Any good strategies for dealing with 'not reproducible' bugs? [closed]

Very often you will get or submit bug reports for defects that are 'not reproducible'. They may be reproducible on your computer or software project, but not on a vendor's system. Or the user supplies steps to reproduce, but you can't see the defect locally. Many variations on this scenario of course, so to simplify I guess what I'm trying to learn is:

What is your company's policy towards 'not reproducible' bugs? Shelve them, close them, ignore? I occasionally see intermittent, non reproducible bugs in 3-rd party frameworks, and these are pretty much always closed instantly by the vendor... but they are real bugs.

Have you found any techniques that help in fixing these types of bugs? Usually what I do is get a system info report from the user, and steps to reproduce, then search on keywords, and try to see any sort of pattern.


Solution 1:

  • Verify the steps used to produce the error

Oftentimes the people reporting the error, or the people reproducing the error, will do something wrong and not end up in the same state, even if they think they are. Try to walk it through with the reporting party. I've had a user INSIST that the admin privileges were not appearing correctly. I tried reproducing the error and was unable to. When we walked it through together, it turned out he was logging in as a regular user in that case.

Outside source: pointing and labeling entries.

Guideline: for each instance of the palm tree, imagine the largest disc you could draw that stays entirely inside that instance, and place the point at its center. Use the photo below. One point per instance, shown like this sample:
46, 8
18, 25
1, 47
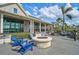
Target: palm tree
64, 13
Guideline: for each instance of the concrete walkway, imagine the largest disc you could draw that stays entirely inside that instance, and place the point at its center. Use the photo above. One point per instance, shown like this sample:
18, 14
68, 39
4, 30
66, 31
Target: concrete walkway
60, 46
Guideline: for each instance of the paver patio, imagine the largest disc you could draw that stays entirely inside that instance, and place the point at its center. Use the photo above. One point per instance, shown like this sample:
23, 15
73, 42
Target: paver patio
60, 46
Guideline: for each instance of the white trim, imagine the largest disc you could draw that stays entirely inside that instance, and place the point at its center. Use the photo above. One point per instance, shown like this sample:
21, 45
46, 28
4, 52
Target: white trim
40, 27
1, 23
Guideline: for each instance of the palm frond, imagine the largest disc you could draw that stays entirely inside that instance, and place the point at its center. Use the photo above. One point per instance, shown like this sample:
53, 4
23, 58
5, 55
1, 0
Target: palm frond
62, 9
69, 16
68, 9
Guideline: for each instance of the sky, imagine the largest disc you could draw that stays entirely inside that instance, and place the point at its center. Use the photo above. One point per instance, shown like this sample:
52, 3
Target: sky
49, 12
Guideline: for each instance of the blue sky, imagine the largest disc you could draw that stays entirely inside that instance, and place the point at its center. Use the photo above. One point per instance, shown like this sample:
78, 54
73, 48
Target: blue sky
43, 11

  • Verify the system/environment used to produce the error

I've found many 'irreproducible' bugs and only later discovered that they ARE reproducible on Mac OS (10.4) Running X version of Safari. And this doesn't apply only to browsers and rendering, it can apply to anything; the other applications that are currently being run, whether or not the user is RDP or local, admin or user, etc... Make certain you get your environment as close to theirs as possible before calling it irreproducible.

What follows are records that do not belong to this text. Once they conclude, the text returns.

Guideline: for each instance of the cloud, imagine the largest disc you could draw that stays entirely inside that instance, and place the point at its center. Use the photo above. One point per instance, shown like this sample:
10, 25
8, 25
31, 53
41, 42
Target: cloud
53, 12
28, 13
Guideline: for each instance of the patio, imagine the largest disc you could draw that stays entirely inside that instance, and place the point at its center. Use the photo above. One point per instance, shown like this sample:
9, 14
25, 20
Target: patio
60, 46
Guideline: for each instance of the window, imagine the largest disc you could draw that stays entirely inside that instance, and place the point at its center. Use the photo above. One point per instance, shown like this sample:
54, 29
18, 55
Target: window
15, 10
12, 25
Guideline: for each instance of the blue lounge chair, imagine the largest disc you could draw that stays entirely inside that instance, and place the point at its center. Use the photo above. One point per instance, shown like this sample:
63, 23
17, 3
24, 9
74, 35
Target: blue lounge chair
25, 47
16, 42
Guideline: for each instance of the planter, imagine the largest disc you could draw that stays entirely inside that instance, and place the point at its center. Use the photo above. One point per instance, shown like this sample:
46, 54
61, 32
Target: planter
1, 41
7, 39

  • Gather Screenshots and Logs

Once you have verified that the user is doing everything correctly and still getting a bug, and that you're doing exactly what they do, and you are NOT getting the bug, then it's time to see what you can actually do about it. Screenshots and logs are critical. You want to know exactly what it looks like, and exactly what was going on at the time.

It is possible that the logs could contain some information that you can reproduce on your system, and once you can reproduce the exact scenario, you might be able to coax the error out of hiding.

Screenshots also help with this, because you might discover that "X piece has loaded correctly, but it shouldn't have because it is dependent on Y" and that might give you a hint. Even if the user can describe what were doing, a screen shot could help even more.

  • Gather step-by-step description from the user

It's very common to blame the users, and not trust anything that they say (because they call a 'usercontrol' a 'thingy') but even though they might not know the names of what they're seeing, they will still be able to describe some of the behaviour they are seeing. This includes some minor errors that may have occured a few minutes BEFORE the real error occurred, or possibly slowness in certain things that are usually fast. All these things can be clues to help you narrow down which aspect is causing the error on their machine and not yours.

  • Try Alternate Approachs to produce the error

If all else fails, try looking at the section of code that is causing problems, and possibly refactor or use a workaround. If it is possible for you to create a scenario where you start with half the information already there (hopefully in UAT) ask the user to try that approach, and see if the error still occurs. Do you best to create alternate but similar approaches that get the error into a different light so that you can examine it better.

Solution 2:

Short answer: Conduct a detailed code review on the suspected faulty code, with the aim of fixing any theoretical bugs, and adding code to monitor and log any future faults.

Long answer: To give a real-world example from the embedded systems world: we make industrial equipment, containing custom electronics, and embedded software running on it.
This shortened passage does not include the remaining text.